List the 3 parts of the cell theory. What is the difference between spontaneous generation and
biogenesis?
Explain the most important reason that cells cannot be large. How can organisms be large and still
have a large cell surface area to volume ratio?
How are prokaryotic cells different from eukaryotic cells? Which is smaller? Which is older?
Which type cell is found in each of the five kingdoms of living things (bacteria, protists, fungi, plants,
animals)?
What is an advantage of being multicellular?
List 11 parts that are common to all eukaryotic cells. Give the most important job of each part.
Describe the structure of the plasma membrane (and all cell membranes).
Describe 4 functions of the plasma proteins.
Which parts make up the endomembrane system?
Describe the endosymbiotic hypothesis. What 2 organelles (cell parts) may have originated this way?

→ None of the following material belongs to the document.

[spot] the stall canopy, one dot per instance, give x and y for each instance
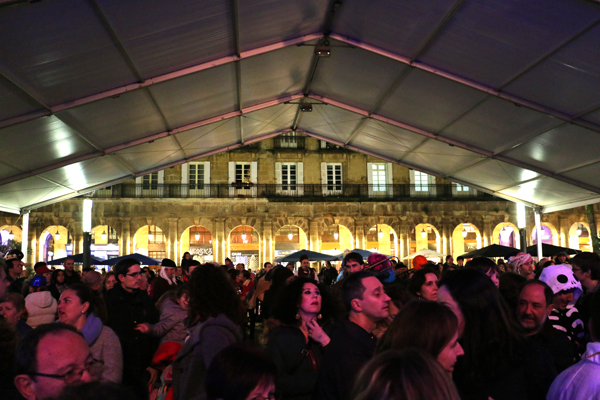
(499, 95)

Describe 2 structures that are found in plant cells but not animal cells and tell why they are important.
How is passive transport across a cell membrane different from active transport? List an example of
each.
Define the term “concentration gradient“. Why is this important?
Describe how osmosis occurs in different solutions (hypotonic, isotonic and hypertonic).
A cell that has cytoplasm that is 7% solute is placed in a solution that is 9% solute. Which (the
cytoplasm or the solution) is hypotonic and which is hypertonic?
Describe how osmosis will occur in this situation.